By Barbra Murray, Contributing Editor
Healthcare real estate, having managed to fare better than most commercial real estate sectors during the industry’s downturn, is now positioned to blossom as a result of the recent passage of the highly contentious Patient Protection and Affordable Care Act and The Healthcare and Education and Reconciliation Act of 2010. According to Fitch Ratings’ Impact of Healthcare Reform on REITs and Commercial Real Estate Investment report, as healthcare reform is rolled out over the next several years, there will be quite the upsurge in demand for healthcare property types ranging from medical office buildings to drug manufacturing facilities.

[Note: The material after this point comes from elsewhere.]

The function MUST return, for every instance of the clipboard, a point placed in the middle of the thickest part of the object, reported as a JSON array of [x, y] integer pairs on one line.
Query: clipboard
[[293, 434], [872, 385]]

As Fitch notes in the report, healthcare reform requires the 32 million Americans who are currently uninsured to acquire insurance, so consequently, the vast majority of those who previously did not seek healthcare or limited their pursuit of services due to lack of coverage will begin to flood the healthcare system. With the increase in individuals in the system, a greater requirement for prescription drugs and medical devices will materialize. As the changes pertain to the real estate world, the boom in the utilization of healthcare services and products will result in the need for additional medical office space, outpatient facilities, acute care hospitals, drug manufacturing facilities and laboratory and manufacturing space.

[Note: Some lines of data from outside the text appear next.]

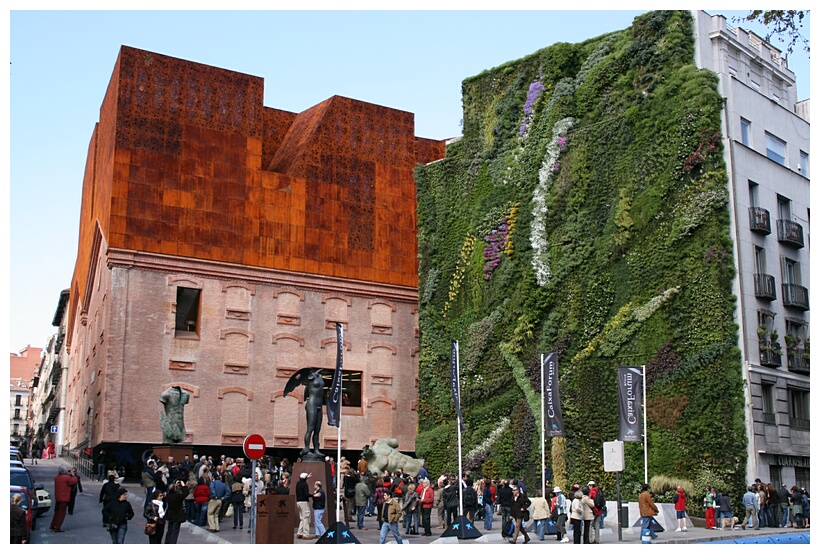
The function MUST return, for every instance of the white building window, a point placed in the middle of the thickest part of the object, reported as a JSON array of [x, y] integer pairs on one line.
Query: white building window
[[745, 132], [754, 81], [775, 149]]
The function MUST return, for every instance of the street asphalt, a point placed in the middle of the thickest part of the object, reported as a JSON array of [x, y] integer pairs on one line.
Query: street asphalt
[[85, 525]]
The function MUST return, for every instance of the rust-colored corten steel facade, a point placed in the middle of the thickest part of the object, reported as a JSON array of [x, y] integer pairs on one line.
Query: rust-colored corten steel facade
[[280, 224]]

“This increase in demand will benefit developers,” Jan Svec, senior director with Fitch, told CPE. “Healthcare is currently 16 percent of the GDP, and with the bill covering more people, it is estimated that it could reach 20 percent of the GDP within the next few years. Naturally, if you’re a REIT or private developer, you’re going to look to this market for growth.” Many real estate firms that have focused on traditional office properties, for example, may start to add medical office buildings (MOBs) to their roster of projects.
“On the general office side of the real estate market, there won’t be a lot of development over the next several years because jobs are the big driver for office development, Svec said. “So even those who haven’t moved into MOBs yet will look to that sector for growth.” Impending demand notwithstanding, medical office properties have long been somewhat of a safer bet than traditional office properties for owners. “Landlords find that MOB occupants tend to be sticky tenants; they move much less often than traditional office tenants.”
The call for more healthcare-related properties will be countrywide, but some regions will see more growth in particular property sectors. “The life science and biotech segment of the market tends to be clustered in certain areas–Boston, San Diego, Raleigh/Durham, San Jose, Seattle–so those areas will benefit when there is more demand for pharmaceuticals and biotech products,” Svec noted.
While a rise in the need for more healthcare properties appears to be inevitable, developers are not rushing to commence new projects. “It’s going to happen more gradually than people putting shovels in the ground tomorrow,” she said. “In general, landlords are very aware of the impact the bill will have over the next several years. They’re uncertain about timing, but they know demand is coming.”